Illinois’ unpaid bills are expected to reach $14 billion by summer 2017, according to a new report from Moody’s Investors Service.
Gov. Bruce Rauner reached an agreement in June with Democrats in the General Assembly on a stopgap budget to fund state operations through the November elections. But the stopgap budget was a temporary measure to keep the state running; it was not a full budget and did not include structural or spending reforms. Consequently, Moody’s has speculated the state will manage its mounting bills in its usual way: by borrowing money.
“Moody’s does not anticipate Illinois would suspend its statutory debt service requirements to continue funding operations,” spokesman David Jacobson said, according to the Chicago Tribune. “But if the bill payment backlog becomes sufficiently large, the state could resort to borrowing from debt service funds for operating needs. That or similar actions would signal a deterioration in Illinois’ credit position.”
As the state’s budget backlog grows, Illinois House Speaker Mike Madigan has pushed reinstating and making permanent the 2011-2014 state income-tax hike. In 2011, the Illinois General Assembly passed, and former Gov. Pat Quinn signed, a law temporarily raising the personal income tax to 5 percent from 3.75 percent and the corporate income tax to 7 percent from 4.8 percent. At the time, politicians heralded the tax hike as a way to combat Illinois’ growing debt problem. However, after taking in an additional $32 billion in revenue, the state barely made a dent in its unpaid bills, which were over $8 billion in 2011. And the state’s pension debt, which stood at $83 billion in 2011, had reached $111 billion as of 2015. The 2011-2014 tax hike only took money out of Illinois residents’ pockets, driving many of them to leave the state. It did nothing to right the state’s fiscal ship.
And more tax hikes will not solve the problem now. Illinois already imposes on its residents the nation’s fifth-highest state-local tax burden. The main cause of Illinois’ budget woes is not a lack of revenue, but rather unsustainable spending – particularly on government-worker pension costs, which now make up 25 percent of the state budget.

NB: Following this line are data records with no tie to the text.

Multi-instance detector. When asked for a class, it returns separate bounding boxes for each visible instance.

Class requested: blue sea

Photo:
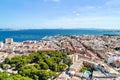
[0,29,119,42]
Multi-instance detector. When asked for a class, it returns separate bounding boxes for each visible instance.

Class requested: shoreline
[0,29,119,42]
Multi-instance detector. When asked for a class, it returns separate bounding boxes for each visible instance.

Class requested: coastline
[0,29,119,42]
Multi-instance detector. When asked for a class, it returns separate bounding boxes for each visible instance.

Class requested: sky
[0,0,120,29]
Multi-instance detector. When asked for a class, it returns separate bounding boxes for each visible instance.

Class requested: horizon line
[0,28,120,31]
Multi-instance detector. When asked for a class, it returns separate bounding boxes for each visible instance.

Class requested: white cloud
[72,11,80,16]
[39,16,120,29]
[2,16,120,29]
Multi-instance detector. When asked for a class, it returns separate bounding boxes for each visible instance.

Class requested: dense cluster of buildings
[57,54,120,80]
[0,35,120,80]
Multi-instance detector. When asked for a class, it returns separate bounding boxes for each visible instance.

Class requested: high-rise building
[5,38,13,44]
[72,54,79,63]
[0,42,4,48]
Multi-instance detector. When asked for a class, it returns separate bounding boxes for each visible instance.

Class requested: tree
[4,58,10,64]
[81,66,90,73]
[3,64,10,70]
[11,64,16,67]
[63,58,72,66]
[57,64,66,72]
[0,72,8,80]
[38,61,49,70]
[44,58,54,67]
[51,57,61,64]
[37,70,56,80]
[5,74,32,80]
[9,55,31,69]
[49,63,58,72]
[2,51,69,80]
[34,64,40,69]
[18,65,38,79]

Raising taxes would not only hurt middle and working-class families, but would also be counterproductive. Fueling Springfield’s overspending with more taxpayer money would do nothing to fix the structural problems that have created the current fiscal crisis: unaffordable government-worker pensions and salaries and a shrinking tax base.
Moody’s bleak forecast should serve as a wakeup call to Illinoisans. The state needs a balanced budget, not an annual cycle of unsustainable borrowing and spending that leads to growing debt and more credit downgrades.